In another 1,508 triad gene clusters containing at least one member positioned in a translocated region (relocated triads; Supplementary Table 13), the overall expression patterns were similar to those of the ancestral triads (Extended Data Fig. 7c). The C-suppressed category was slightly larger (5.1%) in the ancestral triads compared with the A-suppressed (3.5%) or D-suppressed (4.1%) triads, but the subgenome suppression patterns were reversed (4.5% A, 4.2% C and 5.2% D) in the relocated triads (χ² test, P = 0.019; Extended Data Fig. 7c). Our results indicate that translocations and rearrangements in the oat genome may affect global and homoeologous gene expression patterns. Understanding how homoeologues interact to influence gene expression and identifying functional single-copy genes showing non-balanced expression will inform crop improvement in oats.

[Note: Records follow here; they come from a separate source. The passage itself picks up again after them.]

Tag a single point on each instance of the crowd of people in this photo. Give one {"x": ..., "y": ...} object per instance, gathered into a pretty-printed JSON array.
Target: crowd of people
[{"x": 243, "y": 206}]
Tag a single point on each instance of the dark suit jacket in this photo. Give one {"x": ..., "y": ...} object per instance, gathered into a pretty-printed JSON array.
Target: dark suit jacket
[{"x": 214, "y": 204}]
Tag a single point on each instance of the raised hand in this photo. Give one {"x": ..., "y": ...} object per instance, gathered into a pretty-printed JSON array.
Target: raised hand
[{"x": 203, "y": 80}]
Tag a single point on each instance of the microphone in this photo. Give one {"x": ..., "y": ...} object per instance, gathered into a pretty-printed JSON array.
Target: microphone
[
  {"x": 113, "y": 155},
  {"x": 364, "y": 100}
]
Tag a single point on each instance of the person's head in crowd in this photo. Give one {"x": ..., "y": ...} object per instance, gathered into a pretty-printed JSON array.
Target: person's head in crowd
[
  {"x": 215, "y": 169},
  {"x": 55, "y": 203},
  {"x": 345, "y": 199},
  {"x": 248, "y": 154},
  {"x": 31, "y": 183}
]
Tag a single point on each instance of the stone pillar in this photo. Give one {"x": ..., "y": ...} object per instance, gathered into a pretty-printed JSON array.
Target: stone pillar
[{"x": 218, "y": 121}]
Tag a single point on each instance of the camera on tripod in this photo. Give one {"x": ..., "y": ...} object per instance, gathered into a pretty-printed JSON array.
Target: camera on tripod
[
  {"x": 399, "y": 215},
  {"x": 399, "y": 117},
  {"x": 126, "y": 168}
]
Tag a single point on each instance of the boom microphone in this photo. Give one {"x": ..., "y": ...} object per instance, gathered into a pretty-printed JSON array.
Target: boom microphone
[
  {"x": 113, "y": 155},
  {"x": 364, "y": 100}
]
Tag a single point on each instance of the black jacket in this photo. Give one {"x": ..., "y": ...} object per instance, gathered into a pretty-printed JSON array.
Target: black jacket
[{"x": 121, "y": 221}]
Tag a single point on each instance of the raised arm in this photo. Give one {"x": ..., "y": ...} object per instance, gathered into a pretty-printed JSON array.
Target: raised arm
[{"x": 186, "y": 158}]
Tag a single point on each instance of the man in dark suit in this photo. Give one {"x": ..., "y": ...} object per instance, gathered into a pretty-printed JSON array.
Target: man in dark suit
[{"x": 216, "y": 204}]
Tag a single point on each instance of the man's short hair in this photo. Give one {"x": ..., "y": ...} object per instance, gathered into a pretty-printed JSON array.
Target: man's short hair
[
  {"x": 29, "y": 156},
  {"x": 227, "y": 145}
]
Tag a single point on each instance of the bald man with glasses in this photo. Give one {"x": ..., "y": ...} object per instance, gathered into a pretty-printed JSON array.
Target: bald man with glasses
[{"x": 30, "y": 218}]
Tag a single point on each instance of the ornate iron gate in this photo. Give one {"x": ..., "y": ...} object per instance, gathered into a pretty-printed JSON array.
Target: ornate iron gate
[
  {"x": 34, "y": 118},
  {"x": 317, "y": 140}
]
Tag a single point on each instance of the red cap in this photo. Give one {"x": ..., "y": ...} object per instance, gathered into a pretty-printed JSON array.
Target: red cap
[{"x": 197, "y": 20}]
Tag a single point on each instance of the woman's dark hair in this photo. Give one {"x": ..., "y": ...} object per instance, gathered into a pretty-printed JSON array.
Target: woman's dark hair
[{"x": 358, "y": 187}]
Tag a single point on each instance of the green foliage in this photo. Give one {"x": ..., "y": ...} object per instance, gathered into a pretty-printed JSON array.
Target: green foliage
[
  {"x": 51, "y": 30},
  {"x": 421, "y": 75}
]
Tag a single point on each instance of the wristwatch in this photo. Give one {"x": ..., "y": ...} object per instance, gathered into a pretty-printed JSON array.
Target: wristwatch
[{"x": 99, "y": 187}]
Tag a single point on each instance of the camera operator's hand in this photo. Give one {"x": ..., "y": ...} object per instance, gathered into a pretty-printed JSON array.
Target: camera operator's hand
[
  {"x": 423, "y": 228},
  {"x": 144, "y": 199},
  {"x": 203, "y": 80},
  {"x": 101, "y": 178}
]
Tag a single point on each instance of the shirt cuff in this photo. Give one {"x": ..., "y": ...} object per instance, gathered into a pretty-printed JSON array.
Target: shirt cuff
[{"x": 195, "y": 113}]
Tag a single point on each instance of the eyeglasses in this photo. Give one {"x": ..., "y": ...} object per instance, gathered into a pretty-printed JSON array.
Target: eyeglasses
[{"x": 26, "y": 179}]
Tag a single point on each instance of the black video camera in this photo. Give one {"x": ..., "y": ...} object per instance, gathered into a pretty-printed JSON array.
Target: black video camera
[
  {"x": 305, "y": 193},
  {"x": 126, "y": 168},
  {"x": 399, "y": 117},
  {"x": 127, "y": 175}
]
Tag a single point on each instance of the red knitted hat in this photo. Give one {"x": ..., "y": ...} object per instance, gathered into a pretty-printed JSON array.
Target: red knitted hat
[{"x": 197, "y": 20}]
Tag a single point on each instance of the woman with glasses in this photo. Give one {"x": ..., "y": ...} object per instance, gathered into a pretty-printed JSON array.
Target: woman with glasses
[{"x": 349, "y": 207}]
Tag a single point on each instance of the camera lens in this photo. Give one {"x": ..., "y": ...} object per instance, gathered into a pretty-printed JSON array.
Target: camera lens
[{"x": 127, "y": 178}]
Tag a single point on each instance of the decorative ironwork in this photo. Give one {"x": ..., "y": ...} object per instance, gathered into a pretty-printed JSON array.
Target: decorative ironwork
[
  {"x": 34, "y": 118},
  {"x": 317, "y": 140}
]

Soluble fibre-related gene families

Mixed-linkage β-glucans are soluble fibres present at high levels in oat endosperm cell walls (3.8–6.1 g per 100 g dry weight) that reduce blood cholesterol and post-meal glycaemic responses^3,4. The cellulose synthase-like gene CslF6 is central for β-glucan biosynthesis in cereals^32,33. We catalogued the cellulose synthase (GT2) and callose synthase (GT48) families of glycosyltransferases to identify the genetic foundation underlying oat β-glucan biosynthesis. The hexaploid oat genome encodes 134 members of the cellulose synthase gene superfamily (Fig. 3a), representing the cellulose synthase (CesA) subfamily (Supplementary Fig. 16) and seven cellulose synthase-like subfamilies, including CslA, CslC, CslD, CslE, CslF, CslH and CslJ. The GT48 family comprised 28 members (Supplementary Fig. 17). Genes within the CesA and CslF subfamilies were most highly expressed over multiple stages of seed development (Fig. 3a and Supplementary Fig. 18). Investigation of differentially expressed genes between stages indicated specific roles for particular subfamilies such as CslE and CslF (including the C-subgenome copy of CslF6), which were upregulated in late stages of seed development (Supplementary Fig. 19), as shown in barley³⁴. Compared with other grasses, the oat cellulose synthase superfamily showed no significant expansions apart from duplication events in the CesA, CslC, CslE and CslJ subfamilies (Supplementary Fig. 20 and Extended Data Fig. 8). These findings suggest that the high content and quality of β-glucan in oat are not driven by major differences in the copy number of cellulose synthase superfamily genes relative to other grasses but rather by allelic variation and transcription factors, as previously reported³⁴.

**Fig. 3: Analysis of cellulose synthase and seed storage protein gene families in A. *sativa*.**

Oat storage proteins and human health

Oat globulins constitute 75–80% of grain protein content, with prolamins (avenins) accounting for approximately 10–15%. Prolamin superfamily members trigger coeliac disease, food allergies and baker’s asthma³⁵. We identified genes encoding 25 avenins, 6 high-molecular-weight glutenins (HMW-GS) and 61 genes representing α-amylase/trypsin inhibitors (ATIs) and other prolamin superfamily members related to protein accumulation and immunogenicity (Supplementary Table 14). Hexaploid oat has avenin loci on chromosomes 1D, 3D and 7A; seed storage globulin loci (135 genes) on chromosomes 1A, 1D, 3D, 7A, 4A and 4D; and no storage protein loci mapping to the C subgenome (Fig. 3b and Supplementary Table 14).

Unlike that of wheat, the oat genome harboured no α- or ω-gliadin genes, and the identified avenins co-clustered with γ-gliadins, low-molecular-weight glutenins and B-hordeins (Fig. 3b). We detected four complete, highly conserved oat HMW-GS gene models as two distinct loci on 1A and one locus pair on 1D, with no HMW-GS genes mapping to 1C. We identified a prolamin type, the 19-kDa globulin-like proteins, with an unknown function that is distinct from the avenins yet shares sequence similarity with HMW-GS and 19-kDa globulins (Fig. 3b). The predicted oat HMW-GS and avenins were highly conserved in their Pfam domains (Fig. 3b) and cysteine patterns (Extended Data Fig. 9). Glutamine- and proline-rich repetitive peptides were fewer in these oat proteins, making them shorter than those in wheat or barley (Extended Data Fig. 9).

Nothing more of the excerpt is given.